Dirty data refers to inaccurate, incomplete, or erroneous data in a computer system. One form of dirty data is created when relational databases contain multiple relations for an entity. Determining which of the entity attribute values are correct or most probably correct, especially when the values do not carry timestamps, is the subject of this theoretical study. The authors propose a model using simple constraints to specify partial currency orders in the presence of copy functions. A simple copy function from one relation to another is assumed. Exploring the issues that occur when the copy function is used to create one or more tuples is the primary focus of the paper. The authors discuss what information and functions are needed to decide whether the imported information is sufficient to answer a query, and if it is not, to determine whether the copy function can be extended to bring in necessary current data for a query. Of course, this is done while assuring the constraints are met and the query set is size bounded.

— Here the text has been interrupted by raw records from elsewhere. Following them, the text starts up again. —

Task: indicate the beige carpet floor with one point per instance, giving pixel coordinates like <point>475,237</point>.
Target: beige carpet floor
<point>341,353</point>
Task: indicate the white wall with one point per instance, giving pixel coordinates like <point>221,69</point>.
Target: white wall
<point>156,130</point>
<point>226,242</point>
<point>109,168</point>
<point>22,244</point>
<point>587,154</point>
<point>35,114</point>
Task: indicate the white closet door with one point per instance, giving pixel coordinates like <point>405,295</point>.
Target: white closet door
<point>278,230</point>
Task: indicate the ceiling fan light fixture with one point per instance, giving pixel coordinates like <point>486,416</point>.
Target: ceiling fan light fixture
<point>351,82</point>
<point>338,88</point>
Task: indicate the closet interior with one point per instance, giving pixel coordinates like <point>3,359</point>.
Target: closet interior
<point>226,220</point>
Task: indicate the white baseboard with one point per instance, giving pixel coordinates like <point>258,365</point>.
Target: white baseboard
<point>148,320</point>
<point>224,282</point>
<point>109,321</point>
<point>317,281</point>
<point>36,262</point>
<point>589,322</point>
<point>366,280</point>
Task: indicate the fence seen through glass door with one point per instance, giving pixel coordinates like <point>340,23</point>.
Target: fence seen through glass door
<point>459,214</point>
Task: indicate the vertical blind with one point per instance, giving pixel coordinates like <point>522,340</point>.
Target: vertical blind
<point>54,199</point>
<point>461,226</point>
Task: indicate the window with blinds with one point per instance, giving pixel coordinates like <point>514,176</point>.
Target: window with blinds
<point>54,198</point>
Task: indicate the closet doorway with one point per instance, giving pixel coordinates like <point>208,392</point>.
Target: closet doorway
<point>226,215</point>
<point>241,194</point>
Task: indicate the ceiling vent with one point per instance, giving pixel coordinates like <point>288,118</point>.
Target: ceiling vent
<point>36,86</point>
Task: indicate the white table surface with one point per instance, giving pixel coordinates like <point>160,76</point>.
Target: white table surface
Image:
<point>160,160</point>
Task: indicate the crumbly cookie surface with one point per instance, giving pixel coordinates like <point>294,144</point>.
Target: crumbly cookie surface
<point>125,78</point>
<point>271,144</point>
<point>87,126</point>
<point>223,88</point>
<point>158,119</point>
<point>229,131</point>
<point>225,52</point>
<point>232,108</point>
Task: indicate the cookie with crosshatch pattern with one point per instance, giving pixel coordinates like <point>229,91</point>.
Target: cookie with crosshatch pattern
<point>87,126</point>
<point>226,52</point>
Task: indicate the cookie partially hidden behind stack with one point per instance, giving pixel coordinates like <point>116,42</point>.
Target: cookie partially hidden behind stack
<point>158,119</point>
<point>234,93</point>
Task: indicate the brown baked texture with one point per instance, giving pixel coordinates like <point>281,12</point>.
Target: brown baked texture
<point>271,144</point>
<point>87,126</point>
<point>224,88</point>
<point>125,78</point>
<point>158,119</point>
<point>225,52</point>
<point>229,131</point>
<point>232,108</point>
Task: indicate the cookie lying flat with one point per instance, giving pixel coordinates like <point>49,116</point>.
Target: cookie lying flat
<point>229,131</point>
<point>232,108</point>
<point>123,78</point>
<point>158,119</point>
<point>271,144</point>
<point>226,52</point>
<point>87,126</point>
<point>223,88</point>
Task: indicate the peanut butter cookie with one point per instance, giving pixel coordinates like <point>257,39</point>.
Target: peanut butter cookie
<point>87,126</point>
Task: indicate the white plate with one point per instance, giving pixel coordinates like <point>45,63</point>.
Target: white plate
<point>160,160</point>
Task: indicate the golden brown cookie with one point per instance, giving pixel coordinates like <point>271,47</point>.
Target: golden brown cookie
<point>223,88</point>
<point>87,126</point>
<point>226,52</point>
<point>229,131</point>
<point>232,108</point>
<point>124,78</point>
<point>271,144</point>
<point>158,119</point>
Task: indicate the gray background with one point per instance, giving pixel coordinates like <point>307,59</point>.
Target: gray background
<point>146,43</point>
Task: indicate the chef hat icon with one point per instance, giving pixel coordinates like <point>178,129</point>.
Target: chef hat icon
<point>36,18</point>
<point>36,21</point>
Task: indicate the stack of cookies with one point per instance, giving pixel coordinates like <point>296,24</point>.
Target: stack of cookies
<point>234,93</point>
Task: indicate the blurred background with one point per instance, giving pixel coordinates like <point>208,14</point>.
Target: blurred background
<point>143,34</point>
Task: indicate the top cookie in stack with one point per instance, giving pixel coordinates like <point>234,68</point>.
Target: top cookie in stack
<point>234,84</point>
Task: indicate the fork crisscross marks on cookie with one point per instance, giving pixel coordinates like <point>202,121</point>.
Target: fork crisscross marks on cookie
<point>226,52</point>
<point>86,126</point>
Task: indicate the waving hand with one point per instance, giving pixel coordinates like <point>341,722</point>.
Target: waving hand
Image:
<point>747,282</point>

The paper identifies seven problems associated with data currency and currency preservation. The upper and lower bounds of these problems are determined for a variety of query languages. These results are of theoretic value and may be useful to database programmers as questions of the currency of data arise. However, most of the problems explored are intractable. The authors propose further studies using heuristic algorithms and incremental analysis to lower the complexity. A final concern is raised regarding the fundamental differences between data consistency and data currency.
This paper is very readable and well organized, and the authors have made a significant intellectual addition to the study of the challenges faced in managing databases that are modified over their lifetimes. Data and database researchers and data administrators will find this paper worthwhile.